Versioned Security Configuration Management

[divyanshi-0402]

Description

Implementing a comprehensive versioning system for the OpenSearch security index. This system will enable rollback and roll-forward capabilities, provide a history of changes, and allow administrators to easily view and select specific configurations from the past.

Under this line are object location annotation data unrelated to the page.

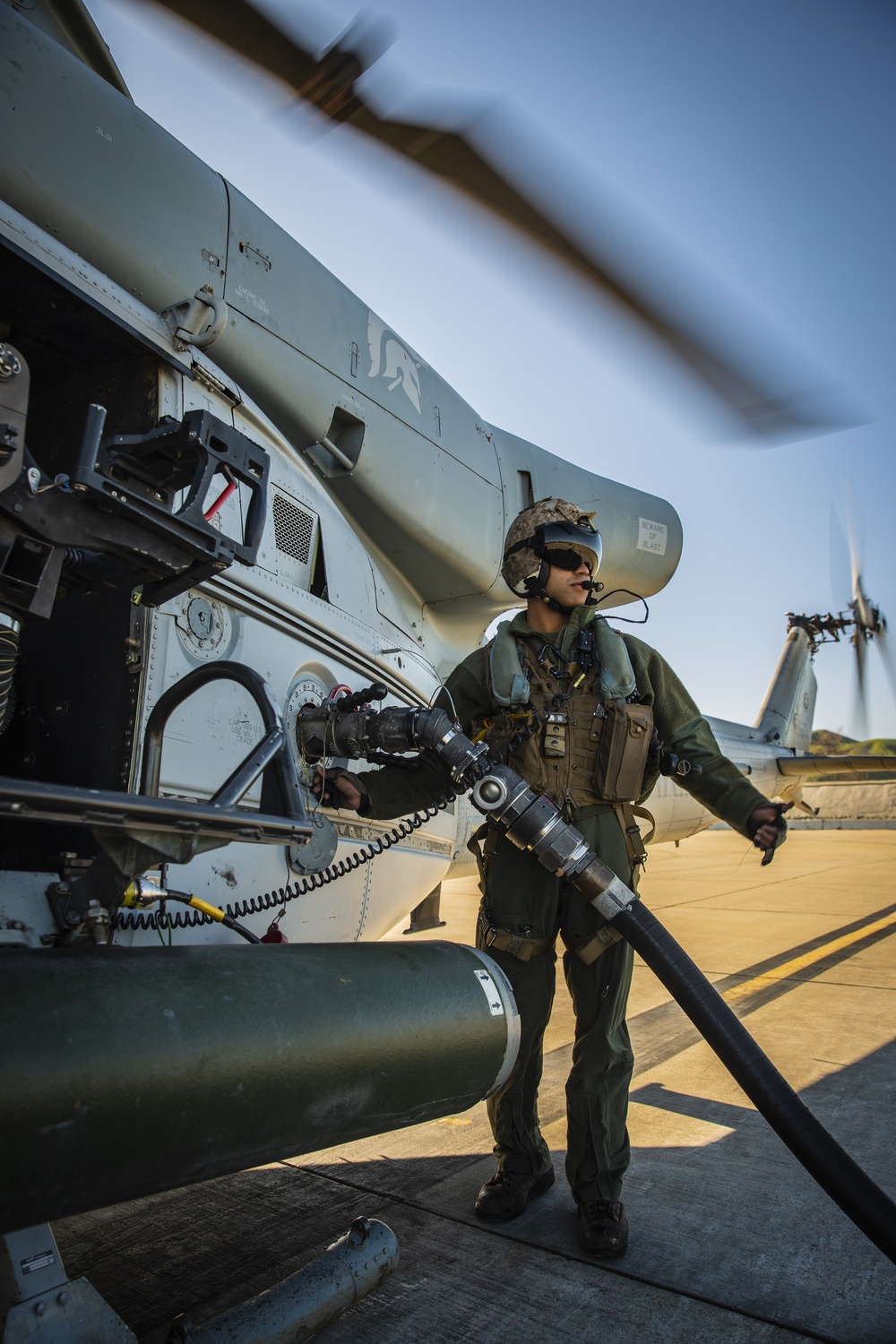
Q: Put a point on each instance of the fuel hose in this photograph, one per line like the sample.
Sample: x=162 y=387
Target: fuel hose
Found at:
x=837 y=1174
x=535 y=824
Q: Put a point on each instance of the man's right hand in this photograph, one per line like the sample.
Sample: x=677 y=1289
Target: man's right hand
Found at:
x=335 y=789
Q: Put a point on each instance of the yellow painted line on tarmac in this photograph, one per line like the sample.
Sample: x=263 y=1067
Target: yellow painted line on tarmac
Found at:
x=809 y=959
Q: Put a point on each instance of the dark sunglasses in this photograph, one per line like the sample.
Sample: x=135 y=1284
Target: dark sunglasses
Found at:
x=564 y=558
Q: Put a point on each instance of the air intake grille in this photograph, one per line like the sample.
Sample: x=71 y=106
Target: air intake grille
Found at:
x=293 y=530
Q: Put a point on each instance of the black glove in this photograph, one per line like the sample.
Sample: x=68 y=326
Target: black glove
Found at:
x=780 y=825
x=331 y=797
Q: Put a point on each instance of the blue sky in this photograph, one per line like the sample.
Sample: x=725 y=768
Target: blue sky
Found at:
x=750 y=142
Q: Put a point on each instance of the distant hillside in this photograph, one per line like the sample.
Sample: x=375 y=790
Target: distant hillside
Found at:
x=833 y=744
x=823 y=742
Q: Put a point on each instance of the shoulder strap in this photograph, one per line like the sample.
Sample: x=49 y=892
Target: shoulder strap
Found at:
x=616 y=675
x=505 y=680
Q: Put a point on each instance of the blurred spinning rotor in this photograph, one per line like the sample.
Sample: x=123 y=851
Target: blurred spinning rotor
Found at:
x=743 y=371
x=866 y=620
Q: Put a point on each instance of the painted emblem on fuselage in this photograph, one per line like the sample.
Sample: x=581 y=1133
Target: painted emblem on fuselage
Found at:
x=392 y=360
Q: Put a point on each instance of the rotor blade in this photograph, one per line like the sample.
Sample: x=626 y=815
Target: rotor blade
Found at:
x=887 y=659
x=861 y=605
x=452 y=156
x=861 y=693
x=840 y=562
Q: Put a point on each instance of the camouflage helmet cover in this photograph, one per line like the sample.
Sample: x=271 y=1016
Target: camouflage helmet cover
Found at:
x=516 y=567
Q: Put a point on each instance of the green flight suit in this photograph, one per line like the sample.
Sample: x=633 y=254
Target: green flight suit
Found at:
x=521 y=897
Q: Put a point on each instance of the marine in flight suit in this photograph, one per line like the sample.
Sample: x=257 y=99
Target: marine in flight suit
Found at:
x=524 y=908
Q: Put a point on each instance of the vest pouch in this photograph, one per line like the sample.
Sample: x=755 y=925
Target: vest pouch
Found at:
x=622 y=752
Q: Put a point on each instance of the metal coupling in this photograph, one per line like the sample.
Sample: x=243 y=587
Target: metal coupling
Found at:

New System Index: Introduce a dedicated system index named .opendistro_security_config_versions to store versioned security configurations.

Versioning Mechanism:

• Generate a new version (e.g., v1, v2, v3) for each change in the security index.
• Store the complete security configuration for each version in the new system index.
• Have retention policy to purge old versions

Updated Security Config Update Flow: Modify the existing security configuration update process to

• Create a new version entry in the .opendistro_security_config_versions index
• Store the full configuration snapshot for each version

Index status with 10 security config versions :

green open .opendistro_security_config_versions 4Hvxs5KOST6gN2YtFNHlZg 1 0 1 0 60.1kb 60.1kb

Index Structure :

{
  "_index": ".opendistro_security_config_versions",
  "_id": "opendistro_security_config_versions",
  "_version": 1,
  "_seq_no": 0,
  "_primary_term": 1,
  "found": true,
  "_source": {
    "versions": [
      {
        "version_id": "v1",
        "timestamp": "2025-05-22T08:46:11.887620466Z",
        "modified_by": "system",
        "security_configs": {
          "rolesmapping": {
            "lastUpdated": "2025-05-22T08:46:11.887620466Z",
            "configData": {
              "all_access": {
                "hosts": [],
                "users": [],
                "reserved": false,
                "hidden": false,
                "backend_roles": ["admin"],
                "and_backend_roles": [],
                "description": "Maps admin to all_access"
              },
              "kibana_server": {
                "hosts": [],
                "users": ["kibanaserver"],
                "reserved": true,
                "hidden": false,
                "backend_roles": [],
                "and_backend_roles": []
              }
              ... 
            }
          },
          ...
        }
      },
      ...
    ]
  }
}

Issues Resolved

Related to #5093

Testing

Manual Testing :

• No version update in case of no change in security configurations

 Index request for .opendistro_security_config_versions
 Index .opendistro_security_config_versions already exists
 Version index already exists, skipping initialization.
 Node started, try to initialize it. Wait for at least yellow cluster state....
 No changes detected in security configuration.
 No changes detected in security configuration. Skipping version update.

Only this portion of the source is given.